Iranian officials have condemned the American military strike on Syria but appear not to be pushing for an escalation with the United States.
U.S. Navy guided-missile destroyer USS Porter (DDG 78) conducts strike operations while in the Mediterranean Sea which U.S. Defense Department said was a part of cruise missile strike against Syria  on April 7, 2017.  Ford Williams/Courtesy U.S. Navy/Handout via REUTERS   ATTENTION EDITORS - THIS IMAGE WAS PROVIDED BY A THIRD PARTY. EDITORIAL USE ONLY. - RTX34HHG

Iran’s military and economic support for the Syrian government in the country’s 6-year-old civil war is no secret. Many Iranian officials see Syria’s and Iran’s fates tied together. So naturally when the United States launched its first strikes targeting the Syrian government, Iranian officials roundly criticized the act. However, in their statements, Iranian officials are not seeking to escalate tensions with the United States over what appears to be a symbolic US attack rather than a prolonged military campaign.

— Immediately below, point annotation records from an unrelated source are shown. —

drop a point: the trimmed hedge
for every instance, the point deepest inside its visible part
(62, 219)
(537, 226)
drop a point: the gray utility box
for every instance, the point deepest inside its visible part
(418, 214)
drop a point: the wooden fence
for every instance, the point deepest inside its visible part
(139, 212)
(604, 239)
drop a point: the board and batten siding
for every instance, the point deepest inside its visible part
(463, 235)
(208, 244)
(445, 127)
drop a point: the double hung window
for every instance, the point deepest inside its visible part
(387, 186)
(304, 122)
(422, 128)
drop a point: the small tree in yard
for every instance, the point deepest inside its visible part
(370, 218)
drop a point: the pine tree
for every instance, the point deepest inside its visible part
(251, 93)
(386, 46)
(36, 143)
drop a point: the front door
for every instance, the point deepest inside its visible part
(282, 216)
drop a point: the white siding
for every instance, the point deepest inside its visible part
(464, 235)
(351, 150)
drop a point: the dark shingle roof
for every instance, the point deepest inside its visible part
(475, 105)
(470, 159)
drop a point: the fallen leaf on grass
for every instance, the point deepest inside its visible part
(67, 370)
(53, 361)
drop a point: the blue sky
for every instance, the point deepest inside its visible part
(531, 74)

In his comments April 9 to the country’s military commanders, Iran’s Supreme Leader Ayatollah Ali Khamenei saved his harshest words for European leaders rather than the United States. Recounting the 1980-88 Iran-Iraq War, he said, “The hypocritical European governments who claim there was chemical weapons use in Syria, during the [Iran-Iraq] war, gave tons of chemical weapons to [Iraqi President] Saddam [Hussein] for him to attack the war front and our regions in Sardasht and Halabja.” (Halabja, a Kurdish town in Iraq, had been taken by Iran shortly before the chemical attack in 1988.) In contrast, in response to the United States' launching 59 Tomahawk missiles at Shayrat air base, Khamenei said, “What the Americans did, it was wrong and a strategic mistake.”